Eh? Dapur Oma? Acara masak-masak itu kan cuma tayang di hari Minggu.
Berarti hari Minggu dong?
Aku berhenti berlari dan menoleh ke ayahku yang ada di meja makan. "Ayah ini hari Minggu!" kataku dengan wajah sebal.
“Iya, Ayah tau. Tapi itu lho, di luar ada yang cari kamu."
“Hah? Siapa?” Siapa yang mencariku pagi-pagi begini? Ganggu tidurku saja.
“Katanya temen sekelas kamu, namanya Lingga."
“Hah?”
Lingga? Mendengar namanya, mataku pun menjadi segar. Rasa kantukku seakan hilang, aku langsung duduk dan menatap Ayahku dengan wajah serius. “Serius Lingga?” tanyaku untuk meyakinkan bahwa aku tidak salah dengar.
“Iya, mau ngajak kamu olahraga kali. Soalnya pake baju olahraga dia."
Ah sial, aku memang janji ingin olahraga bersamanya. Aku pun buru-buru berlari ke depan. Lalu mengintip melalui jendela. Dan benar, dia di sana. Lingga sedang duduk di pelataran rumahku. Ayah pasti menyuruhnya masuk.
“Cepet siap-siap sana, kasian dia nungguin,” ujar Ayah.
“Iya ini juga mau siap-siap!” Aku berlari kecil ke kamar mandi dan mencuci wajahku.
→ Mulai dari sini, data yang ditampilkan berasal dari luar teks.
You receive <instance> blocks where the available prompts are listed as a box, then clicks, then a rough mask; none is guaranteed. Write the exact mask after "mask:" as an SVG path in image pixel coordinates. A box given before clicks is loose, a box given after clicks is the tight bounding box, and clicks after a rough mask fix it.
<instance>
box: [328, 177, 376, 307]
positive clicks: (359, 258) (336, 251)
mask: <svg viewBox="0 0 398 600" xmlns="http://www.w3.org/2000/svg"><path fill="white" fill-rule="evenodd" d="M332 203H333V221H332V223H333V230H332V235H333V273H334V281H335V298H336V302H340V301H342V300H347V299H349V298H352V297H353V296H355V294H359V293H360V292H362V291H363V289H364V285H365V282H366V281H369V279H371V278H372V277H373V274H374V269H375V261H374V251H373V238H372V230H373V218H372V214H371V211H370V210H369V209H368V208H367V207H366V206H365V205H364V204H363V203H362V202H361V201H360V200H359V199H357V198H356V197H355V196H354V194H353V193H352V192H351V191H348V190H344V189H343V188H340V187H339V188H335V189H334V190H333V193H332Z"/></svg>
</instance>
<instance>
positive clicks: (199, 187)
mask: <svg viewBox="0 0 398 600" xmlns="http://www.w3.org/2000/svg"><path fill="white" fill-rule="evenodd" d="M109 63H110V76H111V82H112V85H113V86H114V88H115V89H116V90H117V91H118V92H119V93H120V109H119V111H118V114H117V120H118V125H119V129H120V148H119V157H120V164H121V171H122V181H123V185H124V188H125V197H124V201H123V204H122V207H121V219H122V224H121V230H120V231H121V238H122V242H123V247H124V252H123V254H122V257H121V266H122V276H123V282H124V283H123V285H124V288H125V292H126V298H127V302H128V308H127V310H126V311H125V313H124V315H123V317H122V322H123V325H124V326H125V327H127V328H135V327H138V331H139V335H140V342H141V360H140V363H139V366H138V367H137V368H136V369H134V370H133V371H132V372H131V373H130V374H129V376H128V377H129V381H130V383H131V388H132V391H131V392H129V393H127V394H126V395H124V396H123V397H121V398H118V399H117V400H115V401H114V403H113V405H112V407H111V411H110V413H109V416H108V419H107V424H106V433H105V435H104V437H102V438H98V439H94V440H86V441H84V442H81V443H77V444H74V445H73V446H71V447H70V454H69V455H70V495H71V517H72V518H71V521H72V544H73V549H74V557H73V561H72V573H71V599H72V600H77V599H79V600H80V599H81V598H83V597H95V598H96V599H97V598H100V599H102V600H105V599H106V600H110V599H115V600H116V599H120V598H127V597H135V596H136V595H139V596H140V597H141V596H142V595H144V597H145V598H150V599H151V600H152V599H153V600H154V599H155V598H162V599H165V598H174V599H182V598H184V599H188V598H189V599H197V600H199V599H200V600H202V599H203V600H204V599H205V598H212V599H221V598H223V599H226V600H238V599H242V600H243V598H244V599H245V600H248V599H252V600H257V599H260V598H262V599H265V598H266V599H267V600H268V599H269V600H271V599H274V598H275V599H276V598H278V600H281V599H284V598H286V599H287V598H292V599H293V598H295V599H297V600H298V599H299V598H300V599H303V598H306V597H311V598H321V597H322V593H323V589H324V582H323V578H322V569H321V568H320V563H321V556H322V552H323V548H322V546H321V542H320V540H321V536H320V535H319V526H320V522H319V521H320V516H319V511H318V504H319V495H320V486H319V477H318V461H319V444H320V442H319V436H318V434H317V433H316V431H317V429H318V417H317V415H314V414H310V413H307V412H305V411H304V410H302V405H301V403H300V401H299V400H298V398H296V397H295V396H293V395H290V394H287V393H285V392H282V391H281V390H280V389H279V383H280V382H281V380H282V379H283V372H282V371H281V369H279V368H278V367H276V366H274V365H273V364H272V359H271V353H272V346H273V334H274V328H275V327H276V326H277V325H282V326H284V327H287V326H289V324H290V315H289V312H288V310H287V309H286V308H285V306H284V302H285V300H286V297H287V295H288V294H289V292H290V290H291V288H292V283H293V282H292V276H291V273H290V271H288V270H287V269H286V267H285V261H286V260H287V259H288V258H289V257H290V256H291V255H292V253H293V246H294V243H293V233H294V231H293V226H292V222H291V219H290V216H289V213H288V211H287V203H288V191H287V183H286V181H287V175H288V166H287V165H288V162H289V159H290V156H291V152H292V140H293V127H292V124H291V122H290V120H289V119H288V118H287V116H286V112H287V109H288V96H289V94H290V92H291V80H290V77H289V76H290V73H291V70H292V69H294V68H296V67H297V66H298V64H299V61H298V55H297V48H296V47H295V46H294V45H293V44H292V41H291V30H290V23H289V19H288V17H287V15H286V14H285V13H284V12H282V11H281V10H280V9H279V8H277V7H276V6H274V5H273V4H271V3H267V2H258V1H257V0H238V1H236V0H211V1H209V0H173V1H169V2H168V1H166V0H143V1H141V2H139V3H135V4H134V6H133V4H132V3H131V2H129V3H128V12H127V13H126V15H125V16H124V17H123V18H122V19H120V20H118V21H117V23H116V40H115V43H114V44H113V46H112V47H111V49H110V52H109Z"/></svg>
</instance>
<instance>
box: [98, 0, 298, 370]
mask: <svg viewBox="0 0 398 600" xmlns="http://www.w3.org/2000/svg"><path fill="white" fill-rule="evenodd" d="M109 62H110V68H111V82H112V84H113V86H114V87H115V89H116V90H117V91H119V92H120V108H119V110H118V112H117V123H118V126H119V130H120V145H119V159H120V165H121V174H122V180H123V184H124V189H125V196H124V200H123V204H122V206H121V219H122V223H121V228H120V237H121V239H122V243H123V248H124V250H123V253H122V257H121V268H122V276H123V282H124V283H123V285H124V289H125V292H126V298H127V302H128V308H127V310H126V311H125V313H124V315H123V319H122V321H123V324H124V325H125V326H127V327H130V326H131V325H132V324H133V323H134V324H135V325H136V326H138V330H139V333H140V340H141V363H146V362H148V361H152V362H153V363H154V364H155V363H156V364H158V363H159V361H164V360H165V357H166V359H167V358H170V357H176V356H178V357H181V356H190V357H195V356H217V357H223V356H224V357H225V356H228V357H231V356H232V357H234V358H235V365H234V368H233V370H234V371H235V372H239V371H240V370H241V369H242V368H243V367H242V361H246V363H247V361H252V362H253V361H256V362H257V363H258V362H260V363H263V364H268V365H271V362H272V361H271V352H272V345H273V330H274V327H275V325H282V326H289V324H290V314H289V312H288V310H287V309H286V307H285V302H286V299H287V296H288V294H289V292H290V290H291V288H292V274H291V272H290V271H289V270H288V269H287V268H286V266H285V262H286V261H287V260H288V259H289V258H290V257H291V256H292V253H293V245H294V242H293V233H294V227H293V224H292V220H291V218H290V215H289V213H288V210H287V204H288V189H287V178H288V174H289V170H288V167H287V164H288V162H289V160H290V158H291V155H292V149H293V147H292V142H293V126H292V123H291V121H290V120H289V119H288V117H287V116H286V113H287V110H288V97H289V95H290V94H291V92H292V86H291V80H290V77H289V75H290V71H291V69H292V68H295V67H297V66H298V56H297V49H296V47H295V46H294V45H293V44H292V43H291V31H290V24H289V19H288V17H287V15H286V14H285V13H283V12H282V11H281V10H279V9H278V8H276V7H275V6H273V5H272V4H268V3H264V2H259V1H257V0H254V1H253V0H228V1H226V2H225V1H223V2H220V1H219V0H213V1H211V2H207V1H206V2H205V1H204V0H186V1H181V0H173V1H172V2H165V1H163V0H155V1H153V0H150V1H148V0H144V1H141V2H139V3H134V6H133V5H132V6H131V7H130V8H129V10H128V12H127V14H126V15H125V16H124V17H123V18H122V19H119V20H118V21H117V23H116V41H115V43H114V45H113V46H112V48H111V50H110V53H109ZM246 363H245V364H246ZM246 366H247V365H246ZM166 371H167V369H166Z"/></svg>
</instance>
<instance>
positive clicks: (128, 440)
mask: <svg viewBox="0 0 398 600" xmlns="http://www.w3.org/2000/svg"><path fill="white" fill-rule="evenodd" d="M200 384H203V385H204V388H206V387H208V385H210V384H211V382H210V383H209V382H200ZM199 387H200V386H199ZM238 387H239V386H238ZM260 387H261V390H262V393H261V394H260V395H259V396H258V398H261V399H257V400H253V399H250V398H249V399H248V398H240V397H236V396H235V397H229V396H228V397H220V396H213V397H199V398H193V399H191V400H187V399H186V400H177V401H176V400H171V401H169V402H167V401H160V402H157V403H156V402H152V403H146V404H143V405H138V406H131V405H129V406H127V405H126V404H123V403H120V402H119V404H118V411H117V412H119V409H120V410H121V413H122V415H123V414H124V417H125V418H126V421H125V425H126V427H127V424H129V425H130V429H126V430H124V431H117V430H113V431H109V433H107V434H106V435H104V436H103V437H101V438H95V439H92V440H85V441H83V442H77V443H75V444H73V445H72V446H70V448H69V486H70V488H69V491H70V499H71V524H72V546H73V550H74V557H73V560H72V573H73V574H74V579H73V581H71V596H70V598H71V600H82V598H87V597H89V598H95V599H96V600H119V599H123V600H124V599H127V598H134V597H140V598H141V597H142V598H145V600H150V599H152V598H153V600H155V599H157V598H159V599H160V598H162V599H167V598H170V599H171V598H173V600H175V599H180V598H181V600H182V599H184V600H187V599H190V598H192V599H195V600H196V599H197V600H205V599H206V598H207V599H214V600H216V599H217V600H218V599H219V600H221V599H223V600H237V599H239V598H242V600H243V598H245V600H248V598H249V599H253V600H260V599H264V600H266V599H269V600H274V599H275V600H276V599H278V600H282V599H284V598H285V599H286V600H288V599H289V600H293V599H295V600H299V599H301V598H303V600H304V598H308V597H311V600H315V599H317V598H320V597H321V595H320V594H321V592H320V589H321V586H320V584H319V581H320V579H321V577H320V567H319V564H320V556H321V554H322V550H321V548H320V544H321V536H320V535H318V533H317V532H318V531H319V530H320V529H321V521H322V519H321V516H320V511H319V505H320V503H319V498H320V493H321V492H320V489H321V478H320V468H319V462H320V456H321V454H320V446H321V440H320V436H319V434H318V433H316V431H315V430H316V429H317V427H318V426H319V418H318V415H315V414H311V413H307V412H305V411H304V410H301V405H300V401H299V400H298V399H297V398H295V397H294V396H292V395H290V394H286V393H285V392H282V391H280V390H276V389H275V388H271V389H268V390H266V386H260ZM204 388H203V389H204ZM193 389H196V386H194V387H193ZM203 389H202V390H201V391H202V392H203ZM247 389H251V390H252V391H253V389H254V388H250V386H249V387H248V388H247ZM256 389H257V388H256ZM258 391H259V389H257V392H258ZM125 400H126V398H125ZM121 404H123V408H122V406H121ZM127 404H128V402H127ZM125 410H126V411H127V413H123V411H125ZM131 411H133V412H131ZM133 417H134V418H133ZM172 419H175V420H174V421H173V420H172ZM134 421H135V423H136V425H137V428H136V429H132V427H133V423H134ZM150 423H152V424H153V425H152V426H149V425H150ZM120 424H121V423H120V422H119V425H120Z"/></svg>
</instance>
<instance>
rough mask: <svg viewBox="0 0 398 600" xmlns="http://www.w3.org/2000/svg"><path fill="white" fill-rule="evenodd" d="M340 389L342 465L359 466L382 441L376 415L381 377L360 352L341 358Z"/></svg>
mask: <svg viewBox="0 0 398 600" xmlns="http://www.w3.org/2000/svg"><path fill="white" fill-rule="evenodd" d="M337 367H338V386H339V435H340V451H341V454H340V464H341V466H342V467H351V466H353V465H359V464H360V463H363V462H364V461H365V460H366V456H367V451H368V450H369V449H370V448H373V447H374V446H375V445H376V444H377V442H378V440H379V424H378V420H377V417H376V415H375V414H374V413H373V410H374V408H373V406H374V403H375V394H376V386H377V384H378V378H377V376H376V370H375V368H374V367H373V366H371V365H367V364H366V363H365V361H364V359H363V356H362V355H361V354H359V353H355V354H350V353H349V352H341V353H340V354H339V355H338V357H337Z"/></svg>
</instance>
Setidaknya Lingga jangan sampai melihat wajahku yang baru bangun tidur ini. Oke wajah sudah, terus apa lagi? Oh iya! Rambut. Buru- buru aku merapikan rambutku.
Oke, udah lebih baik. Aku bergegas kembali ke kamar dan mengganti baju tidurku dengan kaos katun dan celana training. Kemudian langsung berjalan cepat ke depan rumah sambil membawa sepatu lariku.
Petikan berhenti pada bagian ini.